This article is a spin-off piece from the paper “Do We Need Improved Code Quality Metrics?” by myself and Prof. Diomidis Spinellis.
Earlier, I wrote an article about issues with code quality metrics; in another article I presented how all the variants of LCOM metric misrepresent simple cases of class cohesion. In this article, I first summarize the deficiencies in the present set of LCOM variants (LCOM1, LCOM2, LCOM3, LCOM4, LCOM5) and then I present YALCOM that addresses the issues of existing LCOM variants.
Deficiencies in existing LCOM variants
- LCOM1-4 take into account only the instance attributes of a class, ignoring any static attributes. Although the dynamic properties of a static attribute differ from the instance attributes (for instance, static attributes can be accessed without creating an object), these attributes are part of the class they reside in. In the context of a metric that measures the similarity among class members, their dynamic property is irrelevant. Therefore, ignoring static attributes while assessing cohesion is inappropriate.
- The existing LCOM algorithms fail to distinguish the cases where the metric cannot be measured, from the perfectly cohesive cases, by always emitting the lowest metric value in the former cases. For instance, LCOM2 reports 0 not only when the type under measurement is completely cohesive, but also when the type is an interface and a utility class, i.e., a class with no attributes. Such an approach produces the illusion to the user that all cases with a metric value of zero are cohesive, while in reality, the algorithm was not provided with enough information to measure the metric and the algorithm fails to communicate this to the user.
- Method invocations within a class show that methods are working together to achieve a goal and thus must be considered while computing LCOM. However, LCOM1-3 and LCOM5 do not consider method invocations to compute the metric.
- Furthermore, the existing LCOM implementations focus on the common attribute access among methods within a class; however, they ignore common attribute access where the attribute is defined in a superclass. Classes are extensions of their superclasses, and it is very common to elevate data and method members to superclasses to avoid duplication among siblings. Hence, two methods that share attribute access or method invocation that is defined in a superclass contribute to cohesion and thus must be considered while computing the metric.

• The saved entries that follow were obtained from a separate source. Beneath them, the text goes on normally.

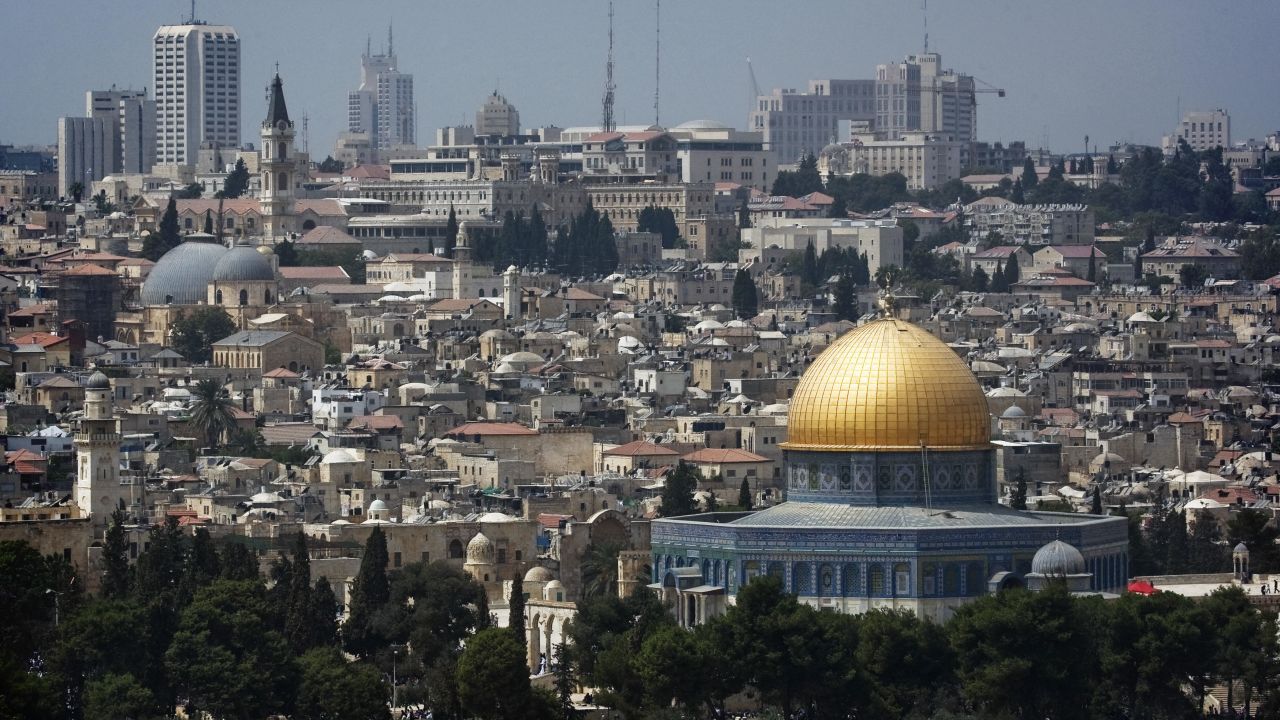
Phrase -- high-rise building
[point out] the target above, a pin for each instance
(133, 123)
(1202, 131)
(497, 117)
(918, 95)
(86, 153)
(799, 123)
(383, 104)
(197, 91)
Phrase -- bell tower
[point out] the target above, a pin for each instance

- Lastly, Fenton and Pfleeger stated that a metric may follow a suitable measurement scale (such as nominal, ratio, and absolute) depending on the aspect being measured. LCOM1–4 measure cohesion on an absolute scale that may emit an arbitrary large number as the metric value making it almost impossible for the user to gain any insight from it. For instance, given that
mis the number of methods of a class, the maximum value that LCOM2 may produce is
(m * (m-1))/2, which could be a considerable number for large classes. To facilitate metric interpretation and comparison, bounded concept such as cohesion must be better represented by a normalized value.

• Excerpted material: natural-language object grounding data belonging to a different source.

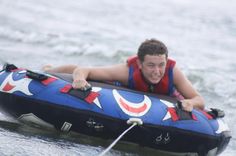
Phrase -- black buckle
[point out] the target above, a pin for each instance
(8, 67)
(82, 94)
(216, 113)
(183, 115)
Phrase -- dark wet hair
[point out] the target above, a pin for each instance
(151, 47)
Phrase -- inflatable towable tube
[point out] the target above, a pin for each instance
(102, 111)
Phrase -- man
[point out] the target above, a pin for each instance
(149, 71)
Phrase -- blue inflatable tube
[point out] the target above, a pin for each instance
(103, 111)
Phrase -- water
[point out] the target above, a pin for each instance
(200, 35)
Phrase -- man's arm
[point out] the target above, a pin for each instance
(61, 69)
(109, 73)
(192, 98)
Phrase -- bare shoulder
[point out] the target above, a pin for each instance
(183, 85)
(118, 72)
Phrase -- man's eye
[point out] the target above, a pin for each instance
(150, 65)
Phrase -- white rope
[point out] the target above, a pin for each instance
(114, 142)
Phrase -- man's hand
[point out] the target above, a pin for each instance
(187, 105)
(81, 84)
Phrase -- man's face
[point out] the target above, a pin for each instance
(153, 67)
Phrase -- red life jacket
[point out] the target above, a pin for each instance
(136, 80)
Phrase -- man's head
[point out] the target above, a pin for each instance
(152, 60)
(152, 47)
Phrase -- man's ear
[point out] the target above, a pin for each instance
(139, 64)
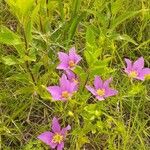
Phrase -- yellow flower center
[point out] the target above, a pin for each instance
(57, 138)
(65, 94)
(100, 92)
(71, 63)
(133, 74)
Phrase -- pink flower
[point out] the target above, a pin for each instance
(72, 77)
(64, 91)
(56, 137)
(68, 61)
(136, 70)
(101, 89)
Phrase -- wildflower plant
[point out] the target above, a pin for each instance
(56, 137)
(69, 59)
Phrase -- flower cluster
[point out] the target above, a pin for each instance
(69, 83)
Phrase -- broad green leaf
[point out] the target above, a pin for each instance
(10, 60)
(8, 37)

The algorithm takes a type i.e., a class or an interface as an input. The algorithm returns -1 when the algorithm finds that the metric is not computable otherwise it returns a LCOM metric value [0, 1]. The metric is not computable when the number of methods is zero, or when the analyzed type is an interface. The algorithm creates a graph where the methods and attributes of the class are treated as vertices. Here, attributes from superclasses that are accessible from the class are also included. Relationships, i.e., field accesses and method invocations, among the methods and attributes, make the edges. For example, if a method m1 accesses attributes a1 and a2 as well as calls method m2, then the node corresponding to method m1 will have edges to nodes representing attributes a1 and a2 as well as to method m2. Once the graph is constructed for the input class, the algorithm finds the disconnected subgraphs of methods. If the number of disconnected subgraphs is one, then all the attributes and methods are connected to each other and hence the class is perfectly cohesive (and thus assigned as 0 as the metric value). If the number of disconnected subgraphs is more than one, it implies that there are many islands of functionality within the class and hence the class is not cohesive. Here, the higher number of such subgraphs implies poorer cohesion. We compute the metric by dividing the number of disconnected subgraphs by the number of methods in the class. Since the number of disconnected subgraphs cannot be more than the number of methods (when none of the methods is associated with rest of the methods in the class), the maximum value that the algorithm can produce is 1.
Validation and comparison
In order to establish whether the commonly used set of LCOM metrics sufficiently capture the cohesion aspect of abstractions, we handcrafted eight classes/interfaces representing different cases. They are designed to cover various common cases involving interplay of method calls, fields-their type (a class or an interface) and their accesses, and inheritance that impact class cohesion and may potentially reveal the deficiencies of the existing algorithms to compute LCOM.
The details of each of these cases as well as the performance of all the existing LCOM metrics and the proposed metric is presented in our paper. The source code that implement the considered variants of LCOM and YALCOM can be found on GitHub.